Non bisogna mai dimenticare che a Milano c'era una perfetta sinergia tra il pool dei magistrati e il pool dei cronisti giudiziari che lavoravano praticamente assieme in una comunità politica che produceva i fatti che abbiamo conosciuto.
Questo è il retroterra che sta alle nostre spalle. Dopodiché Berlusconi che era sfuggito alla vicenda di mani pulite anche grazie alla linea delle sue televisioni, è entrato in politica e ha coperto lo spazio politico che era stato lasciato vuoto con la distruzione della DC, del PSI, dei partiti laici. Di conseguenza Berlusconi ha impedito che l'operazione giudiziaria trovasse l'atteso sbocco politico immediato, perché col 30% dei voti Occhetto grazie alla nuova legge maggioritaria uninominale avrebbe conquistato il 70% dei seggi. Questo è il punto a cui siamo approdati. Traggo delle conclusioni tutt'altro che piacevoli. Tutto questo ci dice che viviamo in un paese anomalo che ha un nucleo rivoluzionario-reazionario, nero-rosso, micidiale perché si sommano insieme spinte eversive di estrema destra e di estrema sinistra. Bersani bercia alla televisione sulla vita privata di Berlusconi? Non sa dire altro, ma reputa che forse così vincerà le primarie con Vendola. Se lui la spara più grossa su questo terreno, ritiene di poter vendere la partita interna alla sinistra. Siamo a questo punto. Siamo un Paese unico nel mondo occidentale quanto all'uso politico della giustizia e alla sua traduzione mediatica. Da noi il circo mediatico-giudiziario su cui hanno scritto due saggisti francesi è in azione dal 1992, anche, se ha cambiato i suoi bersagli in corso d'opera.

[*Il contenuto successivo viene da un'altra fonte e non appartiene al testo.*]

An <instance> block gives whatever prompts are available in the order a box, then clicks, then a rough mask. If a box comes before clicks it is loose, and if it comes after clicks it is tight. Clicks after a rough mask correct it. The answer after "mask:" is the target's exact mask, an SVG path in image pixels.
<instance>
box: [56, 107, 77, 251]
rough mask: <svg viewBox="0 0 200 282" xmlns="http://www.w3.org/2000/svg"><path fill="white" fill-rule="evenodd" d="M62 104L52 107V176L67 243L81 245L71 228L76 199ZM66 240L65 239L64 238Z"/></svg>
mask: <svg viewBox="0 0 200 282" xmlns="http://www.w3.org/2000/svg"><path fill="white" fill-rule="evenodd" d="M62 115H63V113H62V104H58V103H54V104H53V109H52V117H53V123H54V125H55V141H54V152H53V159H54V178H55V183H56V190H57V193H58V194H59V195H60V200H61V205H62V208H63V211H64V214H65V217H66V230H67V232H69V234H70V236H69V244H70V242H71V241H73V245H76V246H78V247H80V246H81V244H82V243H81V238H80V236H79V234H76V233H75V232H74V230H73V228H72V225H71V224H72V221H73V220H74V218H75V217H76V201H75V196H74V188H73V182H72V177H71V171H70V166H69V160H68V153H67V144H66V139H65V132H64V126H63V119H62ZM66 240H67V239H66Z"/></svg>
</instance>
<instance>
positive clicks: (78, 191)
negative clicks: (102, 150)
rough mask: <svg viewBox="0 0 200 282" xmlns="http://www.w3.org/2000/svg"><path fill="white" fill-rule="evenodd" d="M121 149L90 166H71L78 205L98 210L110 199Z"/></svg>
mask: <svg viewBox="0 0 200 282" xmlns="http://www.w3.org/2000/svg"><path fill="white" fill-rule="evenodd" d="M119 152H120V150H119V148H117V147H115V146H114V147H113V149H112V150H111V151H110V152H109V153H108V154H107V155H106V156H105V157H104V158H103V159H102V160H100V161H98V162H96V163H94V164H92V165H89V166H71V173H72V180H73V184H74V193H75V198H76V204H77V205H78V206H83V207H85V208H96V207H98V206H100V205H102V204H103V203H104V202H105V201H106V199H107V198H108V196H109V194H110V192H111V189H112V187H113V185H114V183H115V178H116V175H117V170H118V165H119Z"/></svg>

Occorre spiegare questa situazione nei suoi termini reali. Evitare le mistificazioni e evitare le manipolazioni. Ho l'impressione che l'apparato mediatico-giudiziario sia molto efficace.
Riflette su tutto ciò anche Violante, che ha fatto una parziale analisi autocritica nel suo interessante libro “I magistrati”. Ma non c'è stato un caso in cui la magistratura sia intervenuta contro le violazioni del segreto istruttorio: sembra proprio che valga il motto “Cane non mangia cane”.
Ci troviamo di fronte, quindi, a una situazione fra le più serie e drammatiche della vita di questo Paese perché - Dio non voglia - ci hanno provato nel '94 e non ci sono riusciti - ci stanno riprovando adesso e se salta questa resistenza che è stata impersonata fino adesso da Berlusconi ci verremo a trovare in una situazione con un monoblocco di potere in cui si possono saldare tanti nuclei significativi: quelli amministrativi, quelli finanziarii, quelli istituzionali, quelli mediatici ed editoriali. Questo libro è quindi un minimo contributo per chiarire le cose, demistificare la manipolazione in atto e per cercare il ripristino dello Stato di diritto.